Winter Fitness


Without a gym membership, some feel lost when it comes to staying in shape through the winter. With a little creativity and basic equipment, it’s not hard, and can even be fun, to stay in shape all winter long.

Here are some ideas to keep fit outside the gym this season.

1. Stairs
Running or walking up and down the stairs in your house or apartment building can be a great high intensity cardio and leg workout. One option for those starting out is to add walking intervals every few floors. For example, leave the stairwell and walk the length of the hallway and back before resuming your ascent.

Take it up a notch: Try climbing two steps at a time, sprinting a few flights or doing jumping jacks between floors to raise the intensity.

2. Ice Skating
This is a great aerobic workout that can be done free of charge in some arenas.

Take it up a notch: If triple axels are not your thing, you can still pick up the pace to get your heart pumping. Skating backwards or roller blading can also work your muscles in different ways. If you have 10 or 20 meters to yourself, try this:

• Skate as fast as you can for 10 meters; Come to a complete stop and touch the ice with your hand.

• Immediately sprint back to the starting spot and touch the ice again. Do this for one minute, three times.

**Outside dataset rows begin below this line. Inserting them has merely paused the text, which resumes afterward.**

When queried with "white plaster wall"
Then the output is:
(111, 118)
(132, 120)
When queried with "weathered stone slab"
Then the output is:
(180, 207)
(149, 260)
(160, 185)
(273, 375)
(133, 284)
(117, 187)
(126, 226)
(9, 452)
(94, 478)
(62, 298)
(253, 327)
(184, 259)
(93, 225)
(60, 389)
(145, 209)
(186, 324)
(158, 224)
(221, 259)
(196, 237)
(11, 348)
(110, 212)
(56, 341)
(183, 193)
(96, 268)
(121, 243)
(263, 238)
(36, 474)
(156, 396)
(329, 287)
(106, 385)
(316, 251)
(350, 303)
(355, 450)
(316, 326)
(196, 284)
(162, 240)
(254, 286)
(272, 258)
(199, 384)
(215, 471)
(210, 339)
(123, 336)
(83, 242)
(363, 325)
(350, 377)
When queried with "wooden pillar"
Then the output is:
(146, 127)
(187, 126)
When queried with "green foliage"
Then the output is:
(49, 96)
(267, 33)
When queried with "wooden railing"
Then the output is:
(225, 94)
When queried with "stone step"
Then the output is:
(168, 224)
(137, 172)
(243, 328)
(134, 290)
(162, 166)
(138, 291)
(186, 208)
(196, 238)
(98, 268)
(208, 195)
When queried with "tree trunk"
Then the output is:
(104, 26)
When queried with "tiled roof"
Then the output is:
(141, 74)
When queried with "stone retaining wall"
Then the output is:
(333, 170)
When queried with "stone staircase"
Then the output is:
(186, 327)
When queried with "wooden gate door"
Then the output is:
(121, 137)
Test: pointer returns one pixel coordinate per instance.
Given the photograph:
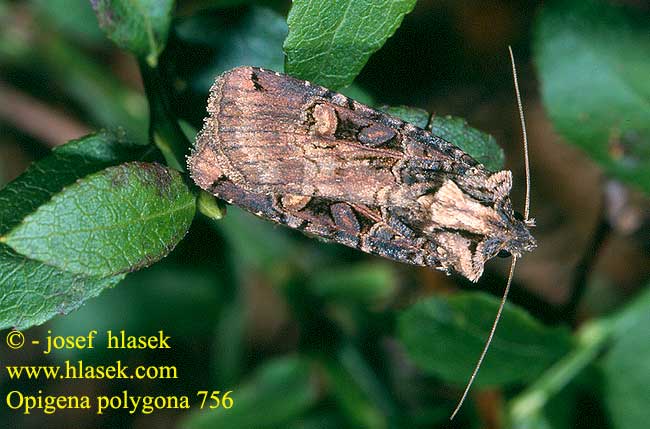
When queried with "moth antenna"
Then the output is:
(504, 298)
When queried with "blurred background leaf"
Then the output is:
(277, 394)
(626, 370)
(139, 26)
(593, 58)
(445, 336)
(330, 41)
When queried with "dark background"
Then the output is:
(222, 294)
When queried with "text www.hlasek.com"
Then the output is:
(79, 370)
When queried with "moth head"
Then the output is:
(512, 232)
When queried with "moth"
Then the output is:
(304, 156)
(315, 160)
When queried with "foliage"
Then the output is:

• Skate leisurely for one-two minutes between sets to catch your breath. As you get better, try going for longer periods, change your distance, or reduce your rest time.

3. Indoor Sports
Join a team or individual sports program. The most cost effective programs are usually run by local organizations where gym space at a local school or community center is secured and people drop in for a game of basketball, floor hockey or other team sports.

Take it up a notch: If you have the time, combine more than one workout each day. Try a yoga class right after pick-up basketball or Zumba in the morning and volleyball at night.

4. Mall Walking
When walking outdoors is not an option, do laps inside your local shopping mall. For the average person, a brisk one-hour walk can burn 300 to 400 calories.

Take it up a notch: If there are multiple levels in the mall, climb stairs or walk up escalators to challenge your leg muscles and burn extra calories.

5. Home Workouts
Explore You Tube to find the best Free Fitness You Tube Channels. You’ll run across indoor aerobic routines that pay off when space is limited. If you have weights, resistance bands, a skipping rope, a stability ball, trampoline, or other equipment, you can incorporate those into a great full body workout.

Take it up a notch: Experiment with mixing and matching workouts. For the best fat-burning workouts, mix some resistance training with some high intensity cardio. In 20 or 30 minutes you could easily burn more calories than you would on a treadmill at the gym.

6. Dancing
For more fun and less structure, turn up the volume on some of your favorite songs and dance. Dance to your two favorite current songs and three you haven’t heard since “back in the day” and you’ve got a 20-minute workout while dinner is on the stove.

Take it up a notch: Try doing pushups, dips, jumping jacks or burpees during the choruses.

7. Active TV Viewing
Don’t want to miss your favorite show? Try jogging or skipping while you watch.

Take it up a notch: Do squats, push-ups, or burpees during the commercial breaks.

Use these tips to keep fit outside the gym and emerge next spring with the beach-ready body you’ve always wanted!